Espelho Meu Andreia Brites 28 Dezembro 2022

O avô minguante
Daniela Leitão
Catarina Silva
Pingo Doce

A 9ª edição do Prémio de Literatura Infantil Pingo Doce distinguiu este projeto, agora editado, como vencedor. 

É uma narrativa ilustrada sobre a passagem do tempo na relação entre uma criança e o seu avô. A consciência dessa dimensão vai-se tecendo na aproximação das alturas dos dois, o que se revela bastante bem percepcionado. Quem nunca passou pelo desejo de alcançar a altura de um adulto na infância? Quem não se lembra do marco de crescimento que tal alcance significava? 

Ainda, a imensidão dos volumes que vão diminuindo e até perdendo parte da sua imponente magia à medida que os olhos acompanham o desenvolvimento do corpo e da experiência?

O avô que era um enorme mistério era igualmente um colo gigante, de mãos fortes e braços seguros. Era alguém que protegia, cujo olhar reconhecia o não dito, que confortava. O ninho era a sua casa, diferente das demais, romântica no minimalismo e nas palavras contadas e lidas.

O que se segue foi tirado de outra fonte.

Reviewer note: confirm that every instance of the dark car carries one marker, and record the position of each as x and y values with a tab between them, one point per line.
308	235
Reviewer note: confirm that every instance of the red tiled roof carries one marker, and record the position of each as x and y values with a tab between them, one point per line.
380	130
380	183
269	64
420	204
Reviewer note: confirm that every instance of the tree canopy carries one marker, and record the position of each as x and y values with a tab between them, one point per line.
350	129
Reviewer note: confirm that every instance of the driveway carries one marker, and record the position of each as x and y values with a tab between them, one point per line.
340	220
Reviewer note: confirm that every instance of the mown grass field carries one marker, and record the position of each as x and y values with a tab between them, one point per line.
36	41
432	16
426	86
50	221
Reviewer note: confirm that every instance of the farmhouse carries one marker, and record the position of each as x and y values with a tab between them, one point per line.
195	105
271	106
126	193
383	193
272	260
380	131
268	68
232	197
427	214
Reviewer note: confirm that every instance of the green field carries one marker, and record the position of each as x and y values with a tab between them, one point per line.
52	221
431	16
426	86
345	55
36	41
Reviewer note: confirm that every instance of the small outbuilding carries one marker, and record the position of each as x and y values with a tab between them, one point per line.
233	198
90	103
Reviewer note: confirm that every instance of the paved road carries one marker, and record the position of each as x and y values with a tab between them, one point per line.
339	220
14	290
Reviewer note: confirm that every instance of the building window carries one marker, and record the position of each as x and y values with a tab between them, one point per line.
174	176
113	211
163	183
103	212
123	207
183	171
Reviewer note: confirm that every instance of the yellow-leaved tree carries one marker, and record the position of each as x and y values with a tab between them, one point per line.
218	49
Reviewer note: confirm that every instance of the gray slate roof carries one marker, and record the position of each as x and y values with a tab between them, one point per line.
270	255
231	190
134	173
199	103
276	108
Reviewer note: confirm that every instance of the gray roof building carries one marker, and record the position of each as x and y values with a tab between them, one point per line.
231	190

Os passeios de sábado eram rituais no bairro, a exploração de um território de estabilidade e biografias. 

A primeira ida à praia e um ensinamento sobre a memória. Ao leitor adulto ecoa a sua própria nostalgia, de um adulto de referência ou de fragmentos de vários que igualmente se compõem num puzzle de inocência afetiva. O que o leitor adulto sabe, e o leitor infantil não (ou assim se deseja), é que este encantamento tende à finitude, inevitavelmente. Por isso, quando o narrador começa gradualmente a alterar as suas prioridades e curiosidades, quando se apercebe das mudanças no bairro ou se vê tentado a escolher passear com os amigos e não com o avô, o leitor adulto teme o fim. Provavelmente a criança não.

Daniela Leitão e Catarina Silva

Porém, o que Daniela Leitão consegue com muito mérito, é fechar a narrativa sem sentido trágico ou moral. Lidar com essa inevitabilidade pode acontecer com afeto e adaptação à mudança, ao que o tempo traz. 

A ilustração representa esses exatos momentos inesquecíveis, plenos de carga simbólica, seja pelas laranjas do quintal que transvasam para todas as páginas, seja pelo cadeirão do avô, pelas suas mãos ou pelo banco que usa para chegar às copas das árvores. A escolha de uma paleta reduzida de cores – laranja, verde e azul – colabora com este sentido melancólico, sem euforias. É uma narrativa introspectiva e poética, que elege a memória e o tempo como valores a preservar.